I won't say any of those are perfect. But there's at least a little more effort toward responsible data analysis in academia. The FDA brings an interesting example to mind. Take a look at how, on paper, drugs suddenly magically became less effective when the FDA started requiring clinical trial pre-registration in 2007.

It's also worth noting that, over the past few decades, most academic fields have been getting increasingly skeptical of the value of correlative research on pre-existing data sets. Even among people who have been extensively trained in how to do it properly. And yet, the vast majority of big data business plans I've seen in practice boil down to "collect a huge data set and then let people do correlative research on it."

Agreed, I want more scrutiny than some entity flashing “Here is the data”. It can easily be exploited behind the veneer of data-based-credibility.
> I submit that Big Data is the high interest home equity line of credit of business operations debt.

I like this but it's kinda like the payday loan of business operations.

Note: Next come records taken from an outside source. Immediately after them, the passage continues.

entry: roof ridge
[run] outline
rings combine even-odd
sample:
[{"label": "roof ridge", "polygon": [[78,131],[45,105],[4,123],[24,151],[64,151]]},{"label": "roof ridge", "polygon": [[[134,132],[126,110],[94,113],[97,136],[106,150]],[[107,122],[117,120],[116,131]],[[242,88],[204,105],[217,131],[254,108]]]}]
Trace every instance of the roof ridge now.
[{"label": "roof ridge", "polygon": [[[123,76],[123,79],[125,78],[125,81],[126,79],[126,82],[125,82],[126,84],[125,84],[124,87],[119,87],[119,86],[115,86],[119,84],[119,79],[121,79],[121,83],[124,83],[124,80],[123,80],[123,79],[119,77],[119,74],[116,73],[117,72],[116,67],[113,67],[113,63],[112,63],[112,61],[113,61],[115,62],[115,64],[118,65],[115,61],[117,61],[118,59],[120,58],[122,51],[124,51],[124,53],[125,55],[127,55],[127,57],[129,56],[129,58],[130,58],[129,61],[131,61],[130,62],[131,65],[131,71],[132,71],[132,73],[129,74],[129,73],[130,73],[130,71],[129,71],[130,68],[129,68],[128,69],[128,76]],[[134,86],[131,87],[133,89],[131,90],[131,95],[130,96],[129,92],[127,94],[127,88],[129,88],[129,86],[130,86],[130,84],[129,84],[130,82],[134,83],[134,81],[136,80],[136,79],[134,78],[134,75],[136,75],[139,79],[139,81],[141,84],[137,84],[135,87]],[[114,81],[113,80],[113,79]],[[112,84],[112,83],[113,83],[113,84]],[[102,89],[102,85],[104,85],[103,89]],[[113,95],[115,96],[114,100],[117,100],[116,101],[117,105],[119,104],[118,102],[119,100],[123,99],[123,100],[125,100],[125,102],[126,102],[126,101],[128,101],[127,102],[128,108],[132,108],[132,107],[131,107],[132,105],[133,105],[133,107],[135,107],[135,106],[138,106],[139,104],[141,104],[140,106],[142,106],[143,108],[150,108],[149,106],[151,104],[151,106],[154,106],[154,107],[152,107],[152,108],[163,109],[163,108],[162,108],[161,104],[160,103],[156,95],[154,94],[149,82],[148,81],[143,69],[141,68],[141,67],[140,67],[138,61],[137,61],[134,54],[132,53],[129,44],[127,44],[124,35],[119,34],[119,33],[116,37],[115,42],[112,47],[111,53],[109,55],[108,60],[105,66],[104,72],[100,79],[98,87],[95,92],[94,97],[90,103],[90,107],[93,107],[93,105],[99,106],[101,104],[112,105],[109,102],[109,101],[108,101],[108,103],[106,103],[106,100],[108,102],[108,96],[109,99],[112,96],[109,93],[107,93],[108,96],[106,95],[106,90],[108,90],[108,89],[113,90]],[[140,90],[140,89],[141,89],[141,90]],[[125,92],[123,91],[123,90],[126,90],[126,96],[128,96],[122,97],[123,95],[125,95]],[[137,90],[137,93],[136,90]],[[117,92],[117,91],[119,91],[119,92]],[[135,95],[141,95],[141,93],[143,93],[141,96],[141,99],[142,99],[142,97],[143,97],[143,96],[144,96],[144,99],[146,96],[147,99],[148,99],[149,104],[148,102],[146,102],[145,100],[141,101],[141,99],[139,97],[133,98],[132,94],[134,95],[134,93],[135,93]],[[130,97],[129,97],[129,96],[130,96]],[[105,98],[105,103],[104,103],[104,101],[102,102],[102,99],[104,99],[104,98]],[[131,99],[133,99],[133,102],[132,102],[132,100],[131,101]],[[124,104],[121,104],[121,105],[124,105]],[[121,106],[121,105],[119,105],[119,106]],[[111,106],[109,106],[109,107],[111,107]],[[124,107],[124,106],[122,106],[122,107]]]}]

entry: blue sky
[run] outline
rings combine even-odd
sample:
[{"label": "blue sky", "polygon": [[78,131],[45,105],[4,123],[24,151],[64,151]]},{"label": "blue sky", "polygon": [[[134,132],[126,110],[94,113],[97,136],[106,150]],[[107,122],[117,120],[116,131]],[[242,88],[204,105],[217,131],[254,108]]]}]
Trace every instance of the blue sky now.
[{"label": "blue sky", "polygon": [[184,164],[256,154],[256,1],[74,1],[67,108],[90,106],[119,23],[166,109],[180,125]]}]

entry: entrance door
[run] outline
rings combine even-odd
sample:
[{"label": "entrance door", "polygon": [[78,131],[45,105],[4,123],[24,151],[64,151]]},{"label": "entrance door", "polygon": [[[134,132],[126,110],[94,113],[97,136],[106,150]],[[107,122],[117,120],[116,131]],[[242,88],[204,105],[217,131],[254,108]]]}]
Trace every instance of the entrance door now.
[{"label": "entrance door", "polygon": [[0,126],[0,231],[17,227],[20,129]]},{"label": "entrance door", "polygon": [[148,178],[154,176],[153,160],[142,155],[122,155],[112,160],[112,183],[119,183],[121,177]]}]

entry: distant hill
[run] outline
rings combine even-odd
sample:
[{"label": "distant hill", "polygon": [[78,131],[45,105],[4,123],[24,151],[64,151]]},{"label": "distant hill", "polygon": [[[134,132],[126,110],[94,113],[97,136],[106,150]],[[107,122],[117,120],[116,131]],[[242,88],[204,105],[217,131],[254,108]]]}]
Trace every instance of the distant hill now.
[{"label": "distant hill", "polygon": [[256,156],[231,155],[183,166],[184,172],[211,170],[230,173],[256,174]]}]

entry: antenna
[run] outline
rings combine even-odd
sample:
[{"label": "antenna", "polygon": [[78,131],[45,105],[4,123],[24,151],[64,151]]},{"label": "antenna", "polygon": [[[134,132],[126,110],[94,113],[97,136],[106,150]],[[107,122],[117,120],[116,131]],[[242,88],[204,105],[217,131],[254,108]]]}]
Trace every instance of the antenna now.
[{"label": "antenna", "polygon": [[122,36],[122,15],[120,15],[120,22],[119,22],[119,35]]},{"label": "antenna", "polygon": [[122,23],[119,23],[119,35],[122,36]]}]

>that if you give everyone access all the time the magic will happen

There's much ongoing discussion about this is the data world, often revolving around "self-service analytics".

Unless you're talking about "our analysts don't have to clean data all the time", which, for a large enough organization makes sense, "self-service" for non-technical folks is futile and pointless. They need specific answers to specific questions, not the ability to infinitely explore the data. Organizations should desire that kind of focus, not prevent it.

They idea was that they were going to hire an army of data scientists and become google...magically.

Reality smacked that shit down hard. I left data engineering because the projects were all over the place, wildly undisciplined and unfocused.

You were lucky to have source control let alone an understanding from the business that these projects were in fact software development.

I switched back to software engineering because at least there is a faint realization that we are...building software.

I might go back when the dust clears.

"Why do we need to hire programmers...I thought we needed data engineers?"

"Because the data pipelines are all built with thousands of lines of code. Java, python, Fortran, you name it...and your job post only mentioned SQL and data modelling"

I could go on forever.

This is the constant argument I have with people about data products.

You don't need to expose more dimensions or get the users more access to the raw data. You need to understand what their business is and what their business problems are and help them answer those specific questions quickly and succinctly.

Yes, there are certainly times where people use huge amounts of raw data to uncover the answer to a question they didn't know they had. But it's rare, it's expensive to support, and most businesses are going to be able to do anything with it anyway (a whole org built to do X isn't suddenly going to shift to do Y because you discovered some insight in a random report).

I've seen data errors because of joins and aggregations. Data democratization can be a net negative, especially if people don't question the graphs they see.
Do you know what the author means by 'left' here? Probably not moving bits around in a way that equivalent to multiplying by powers of 2?